Introduction : Les syndromes secs par hyposécrétion liés au syndrome de Gougerot-Sjögren peuvent être traités par supplémentation lacrymale éventuellement associée à un traitement anti-inflammatoire local. Le sérum autologue permet l'apport de facteurs de croissance et de vitamines ayant un effet bénéfique sur la surface oculaire.

Patients et méthodes : Vingt et un patients atteints d'un syndrome de Gougerot-Sjögren sévère et non soulagé par les traitements habituels ont été traités par des instillations de sérum autologue (SA) dilué à 20 % pendant 2 mois. Un examen biomicroscopique associé à une exploration des éléments de la surface oculaire par test de Schirmer, et une mesure du break-up time, de l'imprégnation par la fluorescéine et le vert de Lissamine ont été effectués avant d'évaluer les signes subjectifs et le degré de satisfaction des patients avant et après traitement.

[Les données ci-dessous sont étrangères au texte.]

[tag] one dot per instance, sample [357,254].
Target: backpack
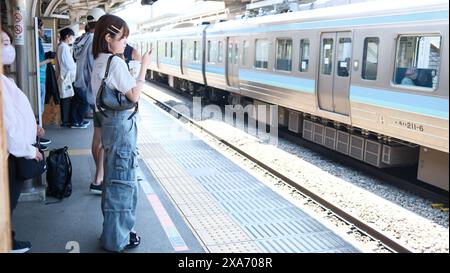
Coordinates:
[59,173]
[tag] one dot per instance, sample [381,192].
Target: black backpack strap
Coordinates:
[135,111]
[108,64]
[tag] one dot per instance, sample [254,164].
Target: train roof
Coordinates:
[352,15]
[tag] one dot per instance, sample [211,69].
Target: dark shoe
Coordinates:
[45,141]
[96,189]
[135,240]
[78,126]
[20,247]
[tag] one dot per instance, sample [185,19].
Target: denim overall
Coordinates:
[120,189]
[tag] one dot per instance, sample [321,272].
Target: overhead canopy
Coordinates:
[76,10]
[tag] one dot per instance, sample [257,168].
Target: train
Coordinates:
[368,80]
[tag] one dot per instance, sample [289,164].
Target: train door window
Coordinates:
[284,55]
[304,55]
[209,51]
[261,53]
[160,50]
[196,50]
[417,61]
[220,52]
[344,55]
[370,59]
[165,50]
[327,56]
[212,51]
[236,53]
[245,49]
[176,50]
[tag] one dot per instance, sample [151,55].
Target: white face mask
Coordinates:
[8,54]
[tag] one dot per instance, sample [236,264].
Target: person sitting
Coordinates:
[410,76]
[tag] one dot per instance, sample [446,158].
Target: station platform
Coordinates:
[192,199]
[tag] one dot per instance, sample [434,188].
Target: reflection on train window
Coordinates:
[176,50]
[417,61]
[236,54]
[160,49]
[304,55]
[196,51]
[212,52]
[245,49]
[344,56]
[220,52]
[370,59]
[165,49]
[327,56]
[261,53]
[284,55]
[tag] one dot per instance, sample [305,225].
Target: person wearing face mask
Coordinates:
[119,134]
[67,70]
[21,130]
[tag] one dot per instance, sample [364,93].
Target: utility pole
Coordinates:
[20,21]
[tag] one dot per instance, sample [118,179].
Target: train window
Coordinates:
[417,60]
[370,59]
[212,52]
[304,55]
[220,52]
[196,51]
[344,56]
[176,50]
[327,56]
[245,49]
[165,50]
[284,55]
[160,50]
[261,53]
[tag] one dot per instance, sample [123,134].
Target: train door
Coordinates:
[334,72]
[184,56]
[232,62]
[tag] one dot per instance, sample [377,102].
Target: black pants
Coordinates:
[65,105]
[15,185]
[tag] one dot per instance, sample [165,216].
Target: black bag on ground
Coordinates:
[29,168]
[59,173]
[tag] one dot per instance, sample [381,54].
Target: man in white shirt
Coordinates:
[67,71]
[21,130]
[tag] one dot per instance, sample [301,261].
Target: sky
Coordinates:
[136,13]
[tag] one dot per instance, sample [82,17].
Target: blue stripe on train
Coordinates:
[422,105]
[287,82]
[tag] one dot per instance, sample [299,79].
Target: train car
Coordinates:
[367,79]
[177,54]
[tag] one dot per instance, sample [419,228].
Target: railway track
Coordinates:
[384,241]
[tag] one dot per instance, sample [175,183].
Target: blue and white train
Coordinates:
[367,79]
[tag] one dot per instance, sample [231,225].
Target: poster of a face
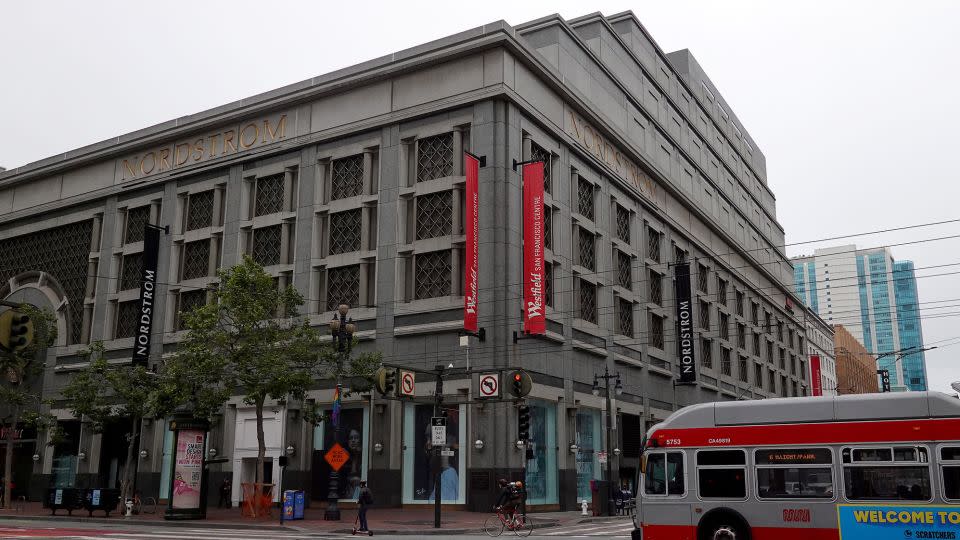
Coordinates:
[423,485]
[188,469]
[351,438]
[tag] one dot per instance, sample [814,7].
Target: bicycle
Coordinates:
[519,523]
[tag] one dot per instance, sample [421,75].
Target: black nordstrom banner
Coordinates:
[685,349]
[148,285]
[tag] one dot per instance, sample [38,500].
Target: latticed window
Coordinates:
[656,287]
[586,254]
[187,302]
[346,177]
[200,210]
[434,215]
[269,198]
[62,252]
[433,274]
[653,245]
[128,313]
[703,278]
[196,259]
[435,157]
[131,271]
[343,286]
[266,245]
[623,224]
[707,354]
[624,270]
[656,331]
[345,231]
[538,153]
[625,317]
[588,301]
[137,219]
[585,198]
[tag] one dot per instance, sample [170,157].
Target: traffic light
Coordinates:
[520,383]
[523,423]
[16,330]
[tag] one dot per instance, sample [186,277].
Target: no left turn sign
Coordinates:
[489,385]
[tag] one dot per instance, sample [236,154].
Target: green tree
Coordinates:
[105,393]
[20,371]
[252,340]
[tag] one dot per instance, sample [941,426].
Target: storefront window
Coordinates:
[419,457]
[588,444]
[353,437]
[542,469]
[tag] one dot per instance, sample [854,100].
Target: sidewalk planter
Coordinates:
[69,499]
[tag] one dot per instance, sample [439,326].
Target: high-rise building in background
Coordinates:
[875,298]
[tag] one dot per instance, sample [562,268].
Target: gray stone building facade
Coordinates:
[349,186]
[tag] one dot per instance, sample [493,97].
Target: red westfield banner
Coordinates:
[471,284]
[534,313]
[815,379]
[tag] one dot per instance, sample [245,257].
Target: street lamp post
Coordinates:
[341,328]
[618,388]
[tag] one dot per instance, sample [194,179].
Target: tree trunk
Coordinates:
[261,454]
[8,460]
[126,482]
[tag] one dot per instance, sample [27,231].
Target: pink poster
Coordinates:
[188,468]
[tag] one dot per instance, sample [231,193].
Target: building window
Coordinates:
[435,157]
[588,301]
[266,245]
[538,153]
[137,219]
[624,270]
[131,271]
[625,317]
[653,244]
[707,348]
[343,286]
[346,231]
[196,259]
[434,215]
[188,301]
[623,224]
[269,199]
[433,274]
[586,256]
[585,198]
[656,288]
[128,314]
[347,177]
[656,331]
[200,210]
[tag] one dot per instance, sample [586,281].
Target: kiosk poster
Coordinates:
[882,522]
[188,468]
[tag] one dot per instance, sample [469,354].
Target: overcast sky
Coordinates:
[854,104]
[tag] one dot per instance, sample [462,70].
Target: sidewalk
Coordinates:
[400,521]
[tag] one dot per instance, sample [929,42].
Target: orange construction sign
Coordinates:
[336,456]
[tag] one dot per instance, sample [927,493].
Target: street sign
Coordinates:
[408,383]
[439,429]
[336,456]
[489,385]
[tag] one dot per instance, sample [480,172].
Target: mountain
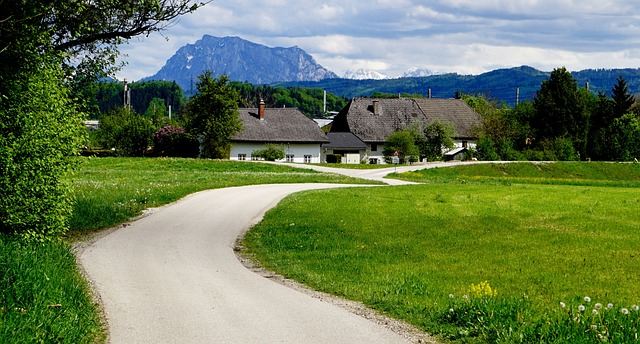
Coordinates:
[364,74]
[415,72]
[241,60]
[499,84]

Résultats : L'imprégnation par la fluorescéine et par le vert de Lissamine est significativement diminuée (p < 0,05). Les patients signalent une amélioration significative des sensations de brûlures, de corps étranger et de sécheresse (p < 0,05) alors que la photophobie est inchangée. Les patients sont satisfaits de ce traitement, de façon significative (p < 0,05). Une patiente a présenté un épisode de surinfection d'un ulcère cornéen ayant nécessité une antibiothérapie locale. L'analyse bactériologique des collyres dispensés aux patients s'est avérée négative pour tous les prélèvements.

Discussion : Le traitement par SA permet d'apporter des facteurs de croissance et des vitamines bénéfiques à la trophicité de la surface oculaire. Si le traitement s'est globalement avéré efficace, certains problèmes se posent tels les risques de contamination, la concentration du SA et surtout l'absence de réglementation pour cette thérapeutique nécessitant une collaboration étroite entre les Etablissements de Transfusion Sanguine, dispensateurs du produit et les ophtalmologistes. Toutefois, l'efficacité de ce traitement, tant pour traiter les sécheresses oculaires graves que les défauts de cicatrisation épithéliale, en fait une arme incontournable des souffrances graves de la surface oculaire.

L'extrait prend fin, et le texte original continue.